By Ed King
A European commitment to allocate 20% of all funds to climate change related projects is hanging in the balance, according to observers at the EU budget talks in Brussels.
The EU Commission proposed the target in 2011, and was backed by the EU Parliament in October 2012, but increasing pressure to cut the budget from 2014-2020 could see this dropped.
An overall figure of €960bn for the 2014-2020 budget is thought to have been agreed but details on where the €12bn cuts on November’s rejected proposal remain unknown.
“We have this 20%, probably, as a political commitment, but that is a long way off being translated into spending,” said Markus Trilling, CEE Bankwatch Network/Friends of the Earth Europe.
“A deal now is better than nothing, it means that policies can keep moving forward.

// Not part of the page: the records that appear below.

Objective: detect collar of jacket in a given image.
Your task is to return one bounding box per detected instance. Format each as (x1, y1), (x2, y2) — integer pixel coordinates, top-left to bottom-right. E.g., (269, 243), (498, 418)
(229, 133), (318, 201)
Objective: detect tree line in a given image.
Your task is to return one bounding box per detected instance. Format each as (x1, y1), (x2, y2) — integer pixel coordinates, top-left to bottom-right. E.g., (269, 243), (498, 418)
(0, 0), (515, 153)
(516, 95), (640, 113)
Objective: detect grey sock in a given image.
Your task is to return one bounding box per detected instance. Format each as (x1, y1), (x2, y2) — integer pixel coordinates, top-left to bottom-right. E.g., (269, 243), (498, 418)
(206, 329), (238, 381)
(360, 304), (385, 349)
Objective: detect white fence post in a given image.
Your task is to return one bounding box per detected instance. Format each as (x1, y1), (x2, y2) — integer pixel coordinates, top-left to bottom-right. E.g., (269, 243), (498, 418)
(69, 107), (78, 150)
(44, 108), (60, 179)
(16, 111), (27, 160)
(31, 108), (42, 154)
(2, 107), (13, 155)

The Common Agricultural Policy (CAP) is a catastrophe. All the progressive elements for research and eco-innovation, Horizon2020, smart grids, will suffer,” added Trilling.
Negotiations between the 27 member states started five hours late on Thursday, and continued into the early hours of Friday morning before the new top line figure was proposed at 0500 CET on Friday.
At stake is almost one trillion euros. The UK, Germany, the Netherlands and Sweden want to see this figure reduced with €972bn deal rejected in November. Others in eastern and southern Europe are demanding funding is maintained.
RTCC understands the reluctance of France, Spain and Italy to see a reduction in finance for the CAP is exacerbating the situation further.
CAP is linked with a number of inefficient agriculture practices, including over production of some food stuffs. Agriculture is responsible for 14% of global greenhouse gas emissions.
The UK government assured NGOs in January that it would like to see an increase in climate related financing.
In a letter to WWF’s David Nussbaum the Treasury Secretary Greg Clark admitted he wanted to see a smaller EU budget, but said low carbon initiatives should not suffer as a result.
“We consider that spending on climate change should have a proportionately larger share of EU spending,” he said.
“Climate change spending is a priority area in order to facilitate Europe’s transition to a low carbon economy.”
Major investments in transport infrastructure including support for alternative fuels and vehicle efficiency look to set to cover some of the cut in the budget.
Plans to build more connections between Europe’s electricity grids and to upgrade to smart grid technology are also thought to be on the chopping block. These projects would create improve the effectiveness of renewable energy and boost efficiency.
The draft proposal includes a cut in the energy infrastructure budget of the Connecting Europe Facility from €7.1bn to €5.1bn.
Full details on cuts are expected on Friday night but deliberations could run into Saturday morning.